Has anyone implemented Client Credentials grant type for accessing a ServiceNow API?

DrewW · ‎01-23-2025

I have been asked to implement a Client Credentials grant type for authenticating to ServiceNow's API's. The goal is to have another application make a call to Okta to get an auth token. Then use that token to login to ServiceNow. No human interaction is allowed.

So I found this documentation.

https://www.servicenow.com/docs/bundle/xanadu-platform-security/page/integrate/authentication/concep...

But its pretty thin and leaves out a lot. I have done a bunch of searching and looking at things connected to OAuth OIDC Entity I created and that lead me to creating a REST API Auth Scope record and some other reading. But when I use Postman to test things ServiceNow is always giving me a "User Not Authenticated" error.

So I'm hoping there is someone out there that has gotten this working and can offer some assistance.

Any help would be appreciated.

SebastianKunzke · ‎01-23-2025

Hey DrewW,

For testing purpose I did not add or create any Auth scope. In my case only the user role was enough to do the proper calls. Please note, that the user you linked to the Oauth Entity needs a role to access the API and table you are trying to connect.

In the documentation they was using an admin user, thats why they say, it is important to Create an Auth Scope to restrict the access of the third party system. Also it is good practice to control the API access based on the Oauth Credential. You can find more detials here.

Kind regards

Sebastian

DrewW · ‎01-23-2025

Thank you for the response and for the link, that was what lead me to creating a REST API Auth Scope record and adding an auth scope to the provider record.

The user I'm testing with has the admin role so the user should have access. I'm also just testing the table API for the incident table.
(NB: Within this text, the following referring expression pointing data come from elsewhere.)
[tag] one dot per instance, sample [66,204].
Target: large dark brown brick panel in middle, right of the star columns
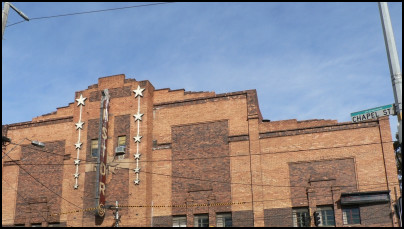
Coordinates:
[201,170]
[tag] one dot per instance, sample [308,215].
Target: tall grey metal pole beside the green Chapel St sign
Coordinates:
[394,65]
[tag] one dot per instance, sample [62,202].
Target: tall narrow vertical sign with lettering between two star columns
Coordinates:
[102,155]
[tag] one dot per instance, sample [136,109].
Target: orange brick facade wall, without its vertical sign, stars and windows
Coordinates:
[253,161]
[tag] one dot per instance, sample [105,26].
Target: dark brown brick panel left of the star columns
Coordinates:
[31,205]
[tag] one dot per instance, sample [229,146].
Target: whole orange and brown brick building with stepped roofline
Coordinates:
[198,158]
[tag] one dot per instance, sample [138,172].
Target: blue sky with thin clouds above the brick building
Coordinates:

What did you do for the "OAuth OIDC Provider Configuration" field on the provider record?

I'm assuming that in Postman when you called the ServiceNow API you selected an Auth Type of "Bearer Token" and then put in the token you got from Okta or other auth service.

SebastianKunzke · ‎01-24-2025

Oh sorry! My comment was just related to the client credential grand type. As this is quite new feature. You may could check out this article as well. Client Credentials grant type for Inbound OAuth is supported - Support and Troubleshooting
However we did not use an OIDC provider for the connection.

DrewW · ‎01-24-2025

Thank you for the response, but that KBA is for ServiceNow issuing the token and in my case Okta is issuing the token and I need to setup ServiceNow to accept it.